In conclusion, Barr bodies are condensed, inactive X chromosomes formed in the nuclei of somatic cells during X chromosome inactivation in females. This process ensures dosage compensation by randomly silencing one of the two X chromosomes, balancing gene expression levels with males. Barr bodies play a critical role in maintaining genomic stability, preventing the overexpression of X-linked genes in females, and aid in sex chromosome regulation.

Also Read:

• Types of White Blood Cells (WBCs) and Functions
• Difference Between Plasma and Blood
• Significance of Meiosis
• Sex Determination

FAQs on Barr Body

What is a Barr Body and What is its Function?

A Barr body is an inactive X chromosome in the somatic cells of female mammals. The function of Barr bodies is related to the regulation of gene expression and dosage compensation.

Why is a Barr Body only Found in Females?

A Barr body is only found in females due to X chromosome inactivation, a process that randomly silences one of the two X chromosomes in each somatic cell.

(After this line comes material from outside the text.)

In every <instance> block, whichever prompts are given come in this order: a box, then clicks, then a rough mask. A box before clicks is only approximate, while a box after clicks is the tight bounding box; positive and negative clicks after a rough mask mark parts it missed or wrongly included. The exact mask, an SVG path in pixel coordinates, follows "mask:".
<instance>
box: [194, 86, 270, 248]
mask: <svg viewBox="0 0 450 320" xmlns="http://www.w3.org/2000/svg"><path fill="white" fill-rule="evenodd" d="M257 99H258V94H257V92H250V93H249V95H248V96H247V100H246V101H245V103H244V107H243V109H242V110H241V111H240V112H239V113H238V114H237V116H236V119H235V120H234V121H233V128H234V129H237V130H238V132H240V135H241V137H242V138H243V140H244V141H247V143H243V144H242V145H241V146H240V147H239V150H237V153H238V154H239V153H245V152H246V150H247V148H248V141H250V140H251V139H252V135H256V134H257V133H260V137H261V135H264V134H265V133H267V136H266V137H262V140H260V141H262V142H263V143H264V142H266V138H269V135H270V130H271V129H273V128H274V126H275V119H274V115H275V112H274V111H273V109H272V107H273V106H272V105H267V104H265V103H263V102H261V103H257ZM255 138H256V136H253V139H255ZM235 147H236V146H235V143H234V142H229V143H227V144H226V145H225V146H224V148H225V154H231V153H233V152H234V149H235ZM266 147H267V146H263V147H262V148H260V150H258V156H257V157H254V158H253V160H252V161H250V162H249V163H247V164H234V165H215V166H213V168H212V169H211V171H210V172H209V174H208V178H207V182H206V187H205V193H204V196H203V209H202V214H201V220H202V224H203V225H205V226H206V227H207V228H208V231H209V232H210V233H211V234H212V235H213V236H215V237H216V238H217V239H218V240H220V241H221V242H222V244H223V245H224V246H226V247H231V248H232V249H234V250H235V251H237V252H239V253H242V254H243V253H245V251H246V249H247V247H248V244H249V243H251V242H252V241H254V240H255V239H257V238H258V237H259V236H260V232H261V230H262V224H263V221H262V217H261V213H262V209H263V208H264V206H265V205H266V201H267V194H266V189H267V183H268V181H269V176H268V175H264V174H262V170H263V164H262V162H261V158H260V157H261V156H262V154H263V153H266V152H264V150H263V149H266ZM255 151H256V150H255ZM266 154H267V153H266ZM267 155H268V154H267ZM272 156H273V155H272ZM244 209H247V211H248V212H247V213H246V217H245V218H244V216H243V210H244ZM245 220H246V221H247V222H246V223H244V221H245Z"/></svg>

This ensures dosage compensation, balancing gene expression with males, who possess one X and one Y chromosome.

Who Discovered the Barr Body?

Murray Llewellyn Barr (1908 – 1995) and graduate student Ewart George Bertram discovered the Barr body in 1948.

What is a Barr Body in a Nerve Cell?

In a nerve cell, a Barr body is a condensed, inactive X chromosome resulting from X chromosome inactivation in females, contributing to gene dosage balance.

Where is the Barr Body?

Barr bodies are small, dark-staining structures that are found in the nuclei of female somatic cells. They are most commonly located at the periphery of the nucleus, but some can be found in other parts of the nucleus.

What is the Barr Body Associated With?

Barr bodies are associated with sex determination. Barr bodies are inactivated X chromosomes that are found in female mammals. In humans, females have one Barr body per somatic cell nucleus, while males have none.

Which Phase is Associated With Barr Body?

The Barr body is found in the interphase nucleus of the cell cycle. It is a small, darkly staining mass that is in contact with the nucleus membrane.

Why do Males have no Barr Body?

Males lack a Barr Body because they inherit only one X chromosome, while females have two. The Barr Body forms from the inactivation of one X chromosome in females during early development to balance gene expression between the sexes.